Despite the uncertainty due to supply chain restraints, the sportswear company credited its strong financial performance to continued brand momentum and successful product launches. The company launched its first lifestyle collection with Brazilian football icon Neymar Jr. in September following his record-breaking switch from rivals Nike last year. The Tokyo Olympic and Paralympic Games saw Puma athletes clinching 75 medals, while French NBA player Killian Hayes and U.S. soccer player Christian Pulisic have signed partnership deal with the brand.

Bjørn Gulden, Chief Executive Officer of Puma, said: “The third quarter was another very strong quarter for us. Despite a lot of operational problems, we grew our sales by 20% and were able to increase our EBIT from € 190 million to € 229 million in the quarter.

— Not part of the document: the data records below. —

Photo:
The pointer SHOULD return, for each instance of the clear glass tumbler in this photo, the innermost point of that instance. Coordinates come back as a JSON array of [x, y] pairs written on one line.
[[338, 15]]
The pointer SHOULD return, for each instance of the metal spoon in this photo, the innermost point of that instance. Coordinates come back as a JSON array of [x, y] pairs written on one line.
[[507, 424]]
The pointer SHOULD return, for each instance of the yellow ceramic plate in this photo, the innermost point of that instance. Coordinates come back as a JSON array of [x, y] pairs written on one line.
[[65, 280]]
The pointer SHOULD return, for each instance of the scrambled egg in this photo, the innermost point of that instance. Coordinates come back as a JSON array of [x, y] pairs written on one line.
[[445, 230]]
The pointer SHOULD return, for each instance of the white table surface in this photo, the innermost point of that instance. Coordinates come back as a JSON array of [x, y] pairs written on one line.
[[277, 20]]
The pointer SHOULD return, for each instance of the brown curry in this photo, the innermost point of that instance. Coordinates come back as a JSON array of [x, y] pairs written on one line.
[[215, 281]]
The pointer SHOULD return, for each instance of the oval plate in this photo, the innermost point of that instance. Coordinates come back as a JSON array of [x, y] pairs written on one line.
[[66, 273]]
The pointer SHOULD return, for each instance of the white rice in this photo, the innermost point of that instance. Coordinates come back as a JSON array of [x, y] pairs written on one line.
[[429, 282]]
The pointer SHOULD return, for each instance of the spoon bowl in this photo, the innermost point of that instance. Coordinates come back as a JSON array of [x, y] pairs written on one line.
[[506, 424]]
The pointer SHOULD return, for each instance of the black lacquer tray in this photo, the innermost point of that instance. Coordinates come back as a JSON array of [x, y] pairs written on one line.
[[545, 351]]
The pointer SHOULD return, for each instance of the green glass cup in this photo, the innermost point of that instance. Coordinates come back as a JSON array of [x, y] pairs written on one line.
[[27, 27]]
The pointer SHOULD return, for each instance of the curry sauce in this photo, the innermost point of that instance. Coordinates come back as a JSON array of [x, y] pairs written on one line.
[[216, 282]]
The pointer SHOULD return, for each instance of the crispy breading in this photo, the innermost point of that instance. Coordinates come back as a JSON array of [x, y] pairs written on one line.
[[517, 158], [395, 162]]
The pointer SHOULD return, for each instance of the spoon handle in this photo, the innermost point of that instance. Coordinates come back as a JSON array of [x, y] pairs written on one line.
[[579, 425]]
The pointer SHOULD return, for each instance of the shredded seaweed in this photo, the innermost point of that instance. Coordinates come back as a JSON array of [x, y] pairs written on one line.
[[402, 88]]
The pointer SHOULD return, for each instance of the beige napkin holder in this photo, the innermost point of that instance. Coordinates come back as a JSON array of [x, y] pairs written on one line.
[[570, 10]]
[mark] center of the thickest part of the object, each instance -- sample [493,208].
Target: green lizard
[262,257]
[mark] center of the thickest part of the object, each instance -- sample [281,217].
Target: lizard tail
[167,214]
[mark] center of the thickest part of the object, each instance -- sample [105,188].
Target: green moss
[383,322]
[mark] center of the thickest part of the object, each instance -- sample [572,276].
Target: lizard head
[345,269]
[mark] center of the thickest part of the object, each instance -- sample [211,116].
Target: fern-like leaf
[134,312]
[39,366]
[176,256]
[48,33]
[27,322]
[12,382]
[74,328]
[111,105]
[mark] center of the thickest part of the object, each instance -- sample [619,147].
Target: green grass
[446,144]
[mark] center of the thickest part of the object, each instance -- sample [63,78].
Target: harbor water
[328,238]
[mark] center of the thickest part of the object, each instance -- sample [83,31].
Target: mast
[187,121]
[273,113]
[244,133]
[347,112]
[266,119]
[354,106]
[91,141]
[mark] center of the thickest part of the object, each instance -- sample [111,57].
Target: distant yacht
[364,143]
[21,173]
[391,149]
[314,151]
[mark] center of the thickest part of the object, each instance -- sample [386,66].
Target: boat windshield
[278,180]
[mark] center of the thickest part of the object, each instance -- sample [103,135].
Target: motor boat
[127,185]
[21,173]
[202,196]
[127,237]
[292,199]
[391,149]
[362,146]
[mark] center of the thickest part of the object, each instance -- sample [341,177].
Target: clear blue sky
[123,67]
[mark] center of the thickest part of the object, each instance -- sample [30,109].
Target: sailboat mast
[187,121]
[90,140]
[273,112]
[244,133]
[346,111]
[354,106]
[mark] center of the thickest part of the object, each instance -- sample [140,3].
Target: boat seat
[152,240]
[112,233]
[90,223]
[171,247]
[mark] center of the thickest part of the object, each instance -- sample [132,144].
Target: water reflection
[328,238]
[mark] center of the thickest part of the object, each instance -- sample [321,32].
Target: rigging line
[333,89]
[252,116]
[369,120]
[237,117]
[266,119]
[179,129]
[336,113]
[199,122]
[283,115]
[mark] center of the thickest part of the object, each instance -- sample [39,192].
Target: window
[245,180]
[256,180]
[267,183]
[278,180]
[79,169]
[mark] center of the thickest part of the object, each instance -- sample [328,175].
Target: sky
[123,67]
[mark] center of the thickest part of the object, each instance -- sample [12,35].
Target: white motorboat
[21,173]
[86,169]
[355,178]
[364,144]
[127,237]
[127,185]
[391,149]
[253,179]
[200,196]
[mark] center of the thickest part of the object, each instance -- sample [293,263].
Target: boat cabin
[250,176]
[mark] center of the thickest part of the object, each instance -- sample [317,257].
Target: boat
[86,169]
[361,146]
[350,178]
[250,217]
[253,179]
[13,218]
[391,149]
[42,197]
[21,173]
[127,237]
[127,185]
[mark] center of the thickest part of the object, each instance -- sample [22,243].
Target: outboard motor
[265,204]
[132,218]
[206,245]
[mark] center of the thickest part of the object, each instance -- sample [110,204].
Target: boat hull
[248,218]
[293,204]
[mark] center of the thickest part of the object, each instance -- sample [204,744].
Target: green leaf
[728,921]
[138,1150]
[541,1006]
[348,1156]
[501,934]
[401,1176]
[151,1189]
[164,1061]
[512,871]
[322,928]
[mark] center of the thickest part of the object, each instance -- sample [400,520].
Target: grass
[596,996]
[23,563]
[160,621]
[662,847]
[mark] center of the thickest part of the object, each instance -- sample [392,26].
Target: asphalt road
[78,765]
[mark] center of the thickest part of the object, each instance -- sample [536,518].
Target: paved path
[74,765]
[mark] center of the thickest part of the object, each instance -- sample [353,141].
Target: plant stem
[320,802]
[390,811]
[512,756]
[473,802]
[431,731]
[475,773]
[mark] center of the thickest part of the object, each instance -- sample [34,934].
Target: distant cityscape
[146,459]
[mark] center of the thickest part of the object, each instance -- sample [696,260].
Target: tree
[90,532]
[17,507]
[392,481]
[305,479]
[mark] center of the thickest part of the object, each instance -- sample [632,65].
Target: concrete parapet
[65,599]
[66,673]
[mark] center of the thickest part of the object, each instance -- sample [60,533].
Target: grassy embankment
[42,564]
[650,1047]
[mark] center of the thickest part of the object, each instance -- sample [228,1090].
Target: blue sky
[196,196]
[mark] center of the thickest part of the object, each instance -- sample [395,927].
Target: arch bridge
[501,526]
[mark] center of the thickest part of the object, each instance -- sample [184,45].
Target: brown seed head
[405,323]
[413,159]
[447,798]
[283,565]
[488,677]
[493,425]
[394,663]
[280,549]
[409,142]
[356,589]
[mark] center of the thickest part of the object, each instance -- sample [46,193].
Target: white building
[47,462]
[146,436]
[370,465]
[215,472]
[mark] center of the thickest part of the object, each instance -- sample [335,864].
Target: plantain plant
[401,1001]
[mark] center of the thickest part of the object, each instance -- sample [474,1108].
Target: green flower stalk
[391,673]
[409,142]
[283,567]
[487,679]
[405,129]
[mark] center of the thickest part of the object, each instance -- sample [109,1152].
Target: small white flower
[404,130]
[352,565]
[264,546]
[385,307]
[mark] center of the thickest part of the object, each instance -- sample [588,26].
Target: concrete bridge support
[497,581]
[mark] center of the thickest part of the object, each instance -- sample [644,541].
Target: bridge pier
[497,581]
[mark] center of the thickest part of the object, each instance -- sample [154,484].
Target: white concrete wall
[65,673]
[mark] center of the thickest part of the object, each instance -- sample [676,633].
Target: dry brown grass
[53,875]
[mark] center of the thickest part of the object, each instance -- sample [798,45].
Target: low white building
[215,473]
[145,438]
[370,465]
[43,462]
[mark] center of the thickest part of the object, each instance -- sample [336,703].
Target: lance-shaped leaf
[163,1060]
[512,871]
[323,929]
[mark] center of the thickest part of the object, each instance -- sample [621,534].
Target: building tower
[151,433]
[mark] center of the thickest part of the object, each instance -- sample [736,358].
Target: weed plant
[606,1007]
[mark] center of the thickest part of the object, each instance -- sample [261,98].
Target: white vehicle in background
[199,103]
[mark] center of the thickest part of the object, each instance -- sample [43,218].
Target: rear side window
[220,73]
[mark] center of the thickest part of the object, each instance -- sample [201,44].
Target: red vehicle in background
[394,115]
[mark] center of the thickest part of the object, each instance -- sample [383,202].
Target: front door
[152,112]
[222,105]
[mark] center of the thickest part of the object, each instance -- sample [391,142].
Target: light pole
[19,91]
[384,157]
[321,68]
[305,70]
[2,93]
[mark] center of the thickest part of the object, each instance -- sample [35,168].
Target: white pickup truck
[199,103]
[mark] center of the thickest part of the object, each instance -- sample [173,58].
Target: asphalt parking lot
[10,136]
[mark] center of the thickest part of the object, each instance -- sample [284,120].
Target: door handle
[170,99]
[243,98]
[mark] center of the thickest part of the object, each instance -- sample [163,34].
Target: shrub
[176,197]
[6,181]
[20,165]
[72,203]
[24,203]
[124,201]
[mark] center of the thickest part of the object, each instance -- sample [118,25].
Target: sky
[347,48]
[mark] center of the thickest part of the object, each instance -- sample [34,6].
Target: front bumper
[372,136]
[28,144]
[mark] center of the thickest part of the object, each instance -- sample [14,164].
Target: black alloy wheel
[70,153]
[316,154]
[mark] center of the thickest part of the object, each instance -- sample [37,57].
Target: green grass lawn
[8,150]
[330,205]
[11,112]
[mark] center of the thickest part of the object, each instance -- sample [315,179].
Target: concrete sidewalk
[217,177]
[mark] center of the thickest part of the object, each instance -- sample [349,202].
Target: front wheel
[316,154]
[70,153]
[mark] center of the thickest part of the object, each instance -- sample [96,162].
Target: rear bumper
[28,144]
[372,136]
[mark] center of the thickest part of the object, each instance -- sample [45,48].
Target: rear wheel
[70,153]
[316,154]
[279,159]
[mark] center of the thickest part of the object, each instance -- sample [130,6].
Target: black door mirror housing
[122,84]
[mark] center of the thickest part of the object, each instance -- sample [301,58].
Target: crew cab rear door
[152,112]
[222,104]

"We foresee the high demand for our products to continue, but we also see supply constraints continue to be a problem for the rest of the year. We will continue to manoeuvre through the operational problems as well as possible, but we will also continue to invest in our brand, products and infrastructure for the mid and long term. The outlook for our industry in general and for Puma in particular is in my opinion very positive."

Puma now expects full-year currency-adjusted sales to rise at least 25%, up from a previous outlook for at least 20%, while it sees operating profit between €450 million and €500 million, compared to its previously announced €400 to €500 million.